The POSIX shell, and others, offer getopts which is safe to use. Here is a simplistic getopts example:
1 #!/bin/sh
2
3 # Usage info
4 show_help() {
5 cat << EOF
6 Usage: ${0##*/} [-hv] [-f OUTFILE] [FILE]...
7 Do stuff with FILE and write the result to standard output. With no FILE
8 or when FILE is -, read standard input.
9
10 -h display this help and exit
11 -f OUTFILE write the result to OUTFILE instead of standard output.
12 -v verbose mode. Can be used multiple times for increased
13 verbosity.
14 EOF
15 }
16
17 # Initialize our own variables:
18 output_file=""
19 verbose=0
20
21 OPTIND=1
22 # Resetting OPTIND is necessary if getopts was used previously in the script.
23 # It is a good idea to make OPTIND local if you process options in a function.
24
25 while getopts hvf: opt; do
26 case $opt in
27 h)
28 show_help
29 exit 0
30 ;;
31 v) verbose=$((verbose+1))
32 ;;
33 f) output_file=$OPTARG
34 ;;
35 *)
36 show_help >&2
37 exit 1
38 ;;
39 esac
40 done
41 shift "$((OPTIND-1))" # Discard the options and sentinel --
42
43 # Everything that's left in "$@" is a non-option. In our case, a FILE to process.
44 printf 'verbose=<%d>\noutput_file=<%s>\nLeftovers:\n' "$verbose" "$output_file"
45 printf '<%s>\n' "$@"
46
47 # End of file
There is a getopts tutorial which explains what all of the syntax and variables mean. In bash, there is also help getopts.
The advantages of getopts over a manual loop:
It can handle things like -xvf filename in the expected Unix way, automatically.
- It makes sure options are parsed like any standard command (lowest common denominator), avoiding surprises.

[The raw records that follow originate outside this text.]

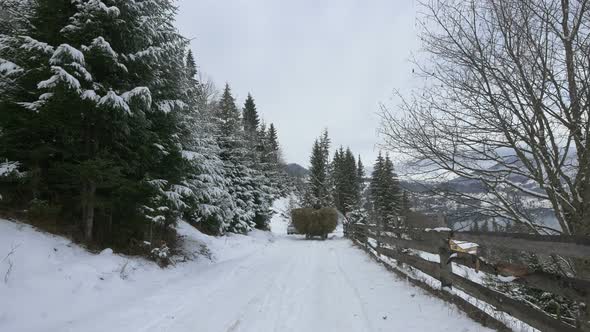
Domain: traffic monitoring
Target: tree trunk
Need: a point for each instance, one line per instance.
(88, 205)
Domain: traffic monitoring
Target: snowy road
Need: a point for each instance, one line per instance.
(288, 285)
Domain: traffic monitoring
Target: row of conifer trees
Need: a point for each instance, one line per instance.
(106, 129)
(341, 182)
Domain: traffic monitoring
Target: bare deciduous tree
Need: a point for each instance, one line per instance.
(506, 102)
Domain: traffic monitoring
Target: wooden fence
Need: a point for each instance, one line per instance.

- With some implementations, the error messages will be localised in the language of the user.
The disadvantages of getopts:
(Except for ksh93) it can only handle short options (-h, not --help).
- It cannot handle options with optional arguments à la GNU.
Options are coded in at least 2, probably 3 places -- in the call to getopts, in the case statement that processes them, and in the help/usage message that documents them.
For other, more complicated ways of option parsing, see ComplexOptionParsing.